A few weeks later, Chase wrote Bigelow again, this time from a steamboat on the Mississippi River. Chase started in a light tone: “If this note is a little more unintelligible than common in consequence of undecipherable chirography, place it to the account of the wheezy, huffy, shaking but otherwise very comfortable steamer Prairie State, bound from St. Louis to La Salle whereupon I am at this present writing passenger.” Chase described his visit to St. Louis, the warm reception that he had received, the invitation to speak about railroad issues, which he thought was perhaps the first invitation from slave state leaders to an anti-slavery speaker. Chase forwarded to Bigelow an article from the St. Louis Democrat describing all this, suggesting that he reprint it.

As best I can tell the New York Evening Post did not reprint the St. Louis article, but it did print a letter from a St. Louis correspondent reporting that “we have recently been honored with a visit from Senator Chase. Although on business, and much limited in time, our citizens availed themselves of the opportunity to manifest their respect for him. All parties, without distinction, joined in giving him a hearty welcome, and he was received with the distinguished consideration he deserves.” The author went on to talk about the bonds between Ohio and Missouri: they “have grown up twin sisters in the wilderness, and their commercial emporiums are now the twin cities of the West. They have been born together, and nurtured together, let them not be separated.” Chase himself, in speeches at this time, sounded similar notes, warning against division of the Union.

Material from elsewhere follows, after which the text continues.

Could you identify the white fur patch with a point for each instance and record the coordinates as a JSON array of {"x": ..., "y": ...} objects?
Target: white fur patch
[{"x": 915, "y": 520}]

In March 1855, when Chase’s term as senator ended, and he returned to Ohio, the Evening Post praised him warmly. “We shall miss his eloquence in the debates of that body,” the editors wrote, “the courtesy and dignity which graced the part he bore in them, and his conscientious abstincnce from appeals ot the prejudices of the day; but more than this we shall miss the right- mindedness which made it a pleasure to watch his public conduct and observe his votes.” The Evening Post, which often opposed spending proposals, noted that it “always counted on his opposition to a corrupt or extravagant expenditure or appropriation; and we could always depend on his cooperation to restrain action of the federal government within its proper sphere.”

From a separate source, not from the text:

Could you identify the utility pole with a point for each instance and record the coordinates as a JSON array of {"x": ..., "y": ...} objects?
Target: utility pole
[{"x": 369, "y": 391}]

A year later, however, when Chase was one of the leading candidates for the Republican presidential nomination, he did not receive the support of the Evening Post. Eastern editors were keen to win the presidential contest, and they believed that to do so, they would need not just anti-slavery votes, which Chase was sure to get, but also anti-immigrant votes, which Chase was far less sure to get. Eastern editors therefore favored John Fremont, the eventual nominee, seeing him as a military hero, without a troublesome track record like Chase or Seward. Editors were far more important in nineteenth century nominations than they are today. There were no primaries; delegates arrived at convnetions without any binding instructions on how to vote. And there were no polls; so the best way to get a sense of what voters were thinking was to read the editorial pages, see what editors were writing. The Evening Post did not go quite as far as other papers—it did not endorse Fremont—but its coverage of Fremont in the weeks leading up to the convention was extensive and favorable. Right after the convention one of Chase’s friends wrote to complain about how “the Tribune and the Evening Post and a hundred other papers” had supported Fremont.

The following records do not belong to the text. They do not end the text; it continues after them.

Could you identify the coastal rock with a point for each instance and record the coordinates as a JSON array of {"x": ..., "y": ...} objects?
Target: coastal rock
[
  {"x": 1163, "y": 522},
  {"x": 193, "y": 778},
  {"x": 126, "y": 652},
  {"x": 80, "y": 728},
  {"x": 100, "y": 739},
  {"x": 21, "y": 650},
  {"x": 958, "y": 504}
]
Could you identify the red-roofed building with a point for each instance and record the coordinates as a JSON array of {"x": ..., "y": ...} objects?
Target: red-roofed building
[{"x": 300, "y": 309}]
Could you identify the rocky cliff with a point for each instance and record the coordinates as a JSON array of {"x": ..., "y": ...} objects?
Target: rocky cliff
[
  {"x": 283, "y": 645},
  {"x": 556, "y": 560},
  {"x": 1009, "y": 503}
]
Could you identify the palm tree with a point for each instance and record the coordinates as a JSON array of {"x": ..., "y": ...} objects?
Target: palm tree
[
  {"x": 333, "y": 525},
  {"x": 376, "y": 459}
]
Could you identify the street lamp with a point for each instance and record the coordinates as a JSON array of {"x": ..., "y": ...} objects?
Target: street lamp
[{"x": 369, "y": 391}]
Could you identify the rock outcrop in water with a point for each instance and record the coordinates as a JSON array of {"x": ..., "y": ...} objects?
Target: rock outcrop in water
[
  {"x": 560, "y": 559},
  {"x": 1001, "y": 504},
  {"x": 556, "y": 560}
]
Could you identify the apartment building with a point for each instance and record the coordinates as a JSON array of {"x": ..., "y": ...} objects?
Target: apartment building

So although Chase’s relations with the press, and the Evening Post, were useful, they were not quite as useful as he hoped or perhaps deserved. I am not sure that Chase could have obtained the 1856 presidential nomination, or that he could have been elected if nominated. But he would have gotten closer to that if he had received the editorial support of the NY Evening Post, the NY Tribune, the Chicago Tribune and other leading journals.